Andrea Fagiolini, MD, Department of Psychiatry, University of Pittsburgh School of Medicine, Western Psychiatric Institute and Clinic, 3811 O'Hara Street, Pittsburgh, PA 15213, USA. Fax: 412 246 5520; e-mail:


Objectives:  The purpose of this study was to evaluate functional impairment in a group of patients with bipolar disorder in remission and to determine the extent of relationships between overall functioning and current depressive, manic and panic spectrum symptoms.

Method:  A subset of the patient population at the Pittsburgh site of the Systematic Treatment Enhancement Program in Bipolar Disorder (STEP-BD) study was evaluated in this study. The subsample comprises 103 male and female subjects with bipolar I disorder (n = 70), bipolar II disorder (n = 24), schizoaffective disorder – bipolar type (n = 4), or bipolar disorder NOS (n = 5).
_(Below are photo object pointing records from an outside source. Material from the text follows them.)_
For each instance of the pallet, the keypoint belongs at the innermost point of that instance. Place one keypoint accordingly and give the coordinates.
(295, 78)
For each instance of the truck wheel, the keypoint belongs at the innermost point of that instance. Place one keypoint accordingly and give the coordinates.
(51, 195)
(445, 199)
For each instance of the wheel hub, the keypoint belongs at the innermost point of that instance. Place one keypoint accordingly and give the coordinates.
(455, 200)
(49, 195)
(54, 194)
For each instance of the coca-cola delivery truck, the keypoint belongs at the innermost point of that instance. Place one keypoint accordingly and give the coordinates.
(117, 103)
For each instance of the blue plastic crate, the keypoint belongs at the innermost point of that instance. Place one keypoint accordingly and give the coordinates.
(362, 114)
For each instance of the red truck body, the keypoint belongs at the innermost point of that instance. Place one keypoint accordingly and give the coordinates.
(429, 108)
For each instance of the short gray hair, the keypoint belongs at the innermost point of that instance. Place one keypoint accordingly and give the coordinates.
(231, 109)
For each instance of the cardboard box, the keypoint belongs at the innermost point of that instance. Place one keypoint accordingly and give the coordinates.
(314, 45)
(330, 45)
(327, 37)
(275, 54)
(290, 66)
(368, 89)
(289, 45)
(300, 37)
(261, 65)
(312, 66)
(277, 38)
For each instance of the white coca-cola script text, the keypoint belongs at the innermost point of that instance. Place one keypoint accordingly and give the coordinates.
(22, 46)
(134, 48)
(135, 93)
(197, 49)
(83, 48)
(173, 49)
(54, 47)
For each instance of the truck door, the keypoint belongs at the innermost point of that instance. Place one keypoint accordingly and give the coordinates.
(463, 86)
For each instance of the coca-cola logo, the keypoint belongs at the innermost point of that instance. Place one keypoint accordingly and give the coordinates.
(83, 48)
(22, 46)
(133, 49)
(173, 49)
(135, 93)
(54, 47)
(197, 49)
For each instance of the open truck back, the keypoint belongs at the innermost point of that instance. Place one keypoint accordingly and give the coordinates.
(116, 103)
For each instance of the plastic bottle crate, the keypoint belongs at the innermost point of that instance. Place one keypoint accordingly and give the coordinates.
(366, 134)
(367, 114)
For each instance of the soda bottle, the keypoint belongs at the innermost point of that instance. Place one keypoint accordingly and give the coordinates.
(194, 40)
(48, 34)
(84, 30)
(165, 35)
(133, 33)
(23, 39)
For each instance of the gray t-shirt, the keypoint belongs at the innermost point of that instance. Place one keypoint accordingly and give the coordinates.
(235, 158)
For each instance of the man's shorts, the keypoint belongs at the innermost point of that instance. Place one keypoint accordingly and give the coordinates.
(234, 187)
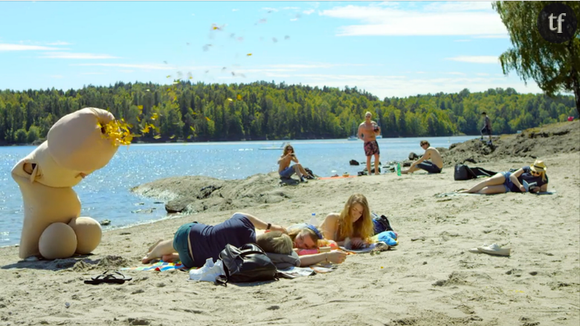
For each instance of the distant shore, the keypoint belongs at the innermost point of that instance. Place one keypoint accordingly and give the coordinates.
(430, 278)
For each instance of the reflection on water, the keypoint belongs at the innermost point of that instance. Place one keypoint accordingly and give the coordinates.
(105, 193)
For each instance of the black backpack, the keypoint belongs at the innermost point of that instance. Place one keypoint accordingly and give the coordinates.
(463, 172)
(248, 263)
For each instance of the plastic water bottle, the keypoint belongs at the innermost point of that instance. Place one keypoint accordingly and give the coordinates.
(313, 220)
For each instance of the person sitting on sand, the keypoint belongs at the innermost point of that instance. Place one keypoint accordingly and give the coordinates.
(534, 175)
(354, 223)
(194, 243)
(433, 166)
(284, 168)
Subjects were evaluated in a period of remission (at least 4 weeks with no more than two depressive or manic symptoms). Subjects were assessed for overall functional status using the Work and Social Adjustment Scale (WSAS) and for current bipolar and panic spectrum symptoms using the Mood Spectrum Self-Report questionnaire (MOODS-SR) and Panic-Agoraphobic Spectrum Self-Report questionnaire (PAS-SR).
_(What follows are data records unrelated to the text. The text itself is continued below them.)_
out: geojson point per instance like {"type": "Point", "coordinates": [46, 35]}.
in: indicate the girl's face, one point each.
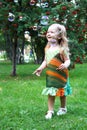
{"type": "Point", "coordinates": [52, 34]}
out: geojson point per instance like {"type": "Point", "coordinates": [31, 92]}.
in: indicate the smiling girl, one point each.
{"type": "Point", "coordinates": [57, 62]}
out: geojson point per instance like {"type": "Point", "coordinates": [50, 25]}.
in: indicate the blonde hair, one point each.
{"type": "Point", "coordinates": [62, 39]}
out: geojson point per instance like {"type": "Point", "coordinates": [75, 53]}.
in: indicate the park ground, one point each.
{"type": "Point", "coordinates": [22, 107]}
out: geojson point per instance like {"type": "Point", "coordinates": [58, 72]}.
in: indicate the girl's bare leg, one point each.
{"type": "Point", "coordinates": [63, 101]}
{"type": "Point", "coordinates": [51, 100]}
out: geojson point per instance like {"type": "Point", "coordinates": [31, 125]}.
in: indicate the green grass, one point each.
{"type": "Point", "coordinates": [22, 107]}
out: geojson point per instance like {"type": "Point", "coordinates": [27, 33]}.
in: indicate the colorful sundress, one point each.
{"type": "Point", "coordinates": [57, 81]}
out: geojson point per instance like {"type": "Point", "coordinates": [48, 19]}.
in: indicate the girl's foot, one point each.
{"type": "Point", "coordinates": [49, 114]}
{"type": "Point", "coordinates": [62, 111]}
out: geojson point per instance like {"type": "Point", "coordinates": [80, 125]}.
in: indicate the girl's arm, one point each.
{"type": "Point", "coordinates": [39, 70]}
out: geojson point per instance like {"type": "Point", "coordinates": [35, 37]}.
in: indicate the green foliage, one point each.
{"type": "Point", "coordinates": [71, 15]}
{"type": "Point", "coordinates": [23, 107]}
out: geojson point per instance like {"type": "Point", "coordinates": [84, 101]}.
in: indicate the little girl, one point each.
{"type": "Point", "coordinates": [57, 61]}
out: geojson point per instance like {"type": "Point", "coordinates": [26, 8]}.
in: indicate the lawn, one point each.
{"type": "Point", "coordinates": [22, 107]}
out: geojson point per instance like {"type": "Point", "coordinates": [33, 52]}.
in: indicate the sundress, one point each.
{"type": "Point", "coordinates": [57, 81]}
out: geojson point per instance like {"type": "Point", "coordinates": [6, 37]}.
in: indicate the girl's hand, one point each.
{"type": "Point", "coordinates": [37, 72]}
{"type": "Point", "coordinates": [61, 67]}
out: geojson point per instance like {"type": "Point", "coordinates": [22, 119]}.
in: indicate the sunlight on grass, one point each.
{"type": "Point", "coordinates": [22, 107]}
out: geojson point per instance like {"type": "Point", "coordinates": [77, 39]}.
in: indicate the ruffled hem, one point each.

Results:  The median WSAS total score in these remitted subjects was 14, indicating significant functional impairment. Regressing WSAS on current depressive, manic, and panic spectrum total scores, we observed a highly significant depressive spectrum effect (t = 4.9, df = 94, p < 0.0001), but non-significant panic and manic spectrum effects (t = 1.3, df = 94, p = 0.19 and t = −1.8, df = 94, p = 0.07, respectively).

Conclusion:  Bipolar disorder is associated with functional deficits even during periods of sustained and substantial remission. The degree of functional impairment is correlated with the degree of depressive spectrum symptoms.